Dit betekent dat het voor de bewoner wel degelijk zinnig blijft om een energierekening te hebben. In het geval van gemiddeld gebruik in een gemiddeld jaar zal die rekening op nul uitkomen, maar voor een energiebewuste, zuinige bewoner zal de komst van de energierekening een feestje zijn, want dan is er teruggeleverd en dat levert geld op. Is er om welke reden dan ook toch meer gebruikt, dan zal er bijbetaald moeten worden. Het is immers mogelijk dat het een bijzonder jaar was en dat in een ander jaar weer geld wordt terugverdiend. Dit lijkt mij ook heel zuiver, want het leidt ertoe dat de consequenties van het gedrag worden gezien en gevoeld en dat het uiteindelijk gewenste resultaat — gemiddeld nul of liefst nog minder dan dat, zodat er verdiend kan worden — kan worden bereikt. Daarvoor is die rekening wel nodig. 

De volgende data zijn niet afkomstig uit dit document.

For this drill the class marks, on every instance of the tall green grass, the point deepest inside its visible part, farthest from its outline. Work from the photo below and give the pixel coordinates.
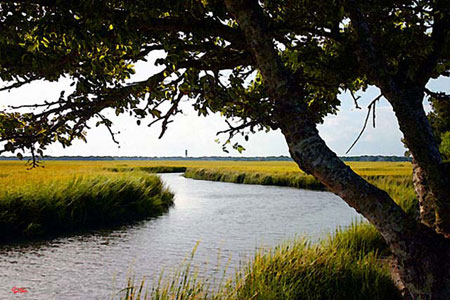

Verder vroeg de heer De Vries of het mogelijk was om ook de collectieve energieopwekking in de wet op te nemen. Ik zou haast willen zeggen dat de huidige wet al complex genoeg is. Wat aanvankelijk eenvoudig leek, heeft toch wel om enige uitwerkingstijd gevraagd. Ik zeg de Kamer graag toe dat ik aanvullende wensen verder zal onderzoeken. Ik denk hierbij ook aan de wens die de heer De Vries eerder heeft uitgesproken, namelijk om ook labelstappen in een soortgelijke systematiek mee te nemen. Wij hebben een eerste, verkennend onderzoek gedaan naar de betekenis van het hieronder brengen van labelstappen. Helaas leidt dat op dit moment vooral tot vervolgvragen. Over de duim gerekend leidt dat tot vervolgvragen omtrent gedragseffecten. Als je ambitieus bent, is het dan wenselijk om kleinere stappen in zo'n systematiek onder te brengen? Mevrouw Schouten was daar heel expliciet in, maar ik weet dat andere Kamerleden ook ambitieus zijn. Dan maak je het immers ook wel wat makkelijk om niet naar het hoogste energieresultaat te streven. Aan de andere kant, als je daarmee per saldo misschien toch meer energiebesparing kunt bereiken dan met de ambitieuze methode, kan dat aantrekkelijk zijn. De uitwerking ervan is echter ingewikkeld. Ik zeg de heer De Vries graag toe dat ik later dit jaar een verder uitgewerkte vervolgreactie zal geven. Daarbij zal ik ook ingaan op de collectieve energieopwekking. Eerlijk gezegd, heb ik op dit moment van de sector nog geen concrete vragen of voorstellen op dat gebied ontvangen, maar ik wil dit wel graag verkennen. Gelet op de haast die ik toch wel heb met deze wet, zou ik nu graag met deze basisvorm verder willen gaan. 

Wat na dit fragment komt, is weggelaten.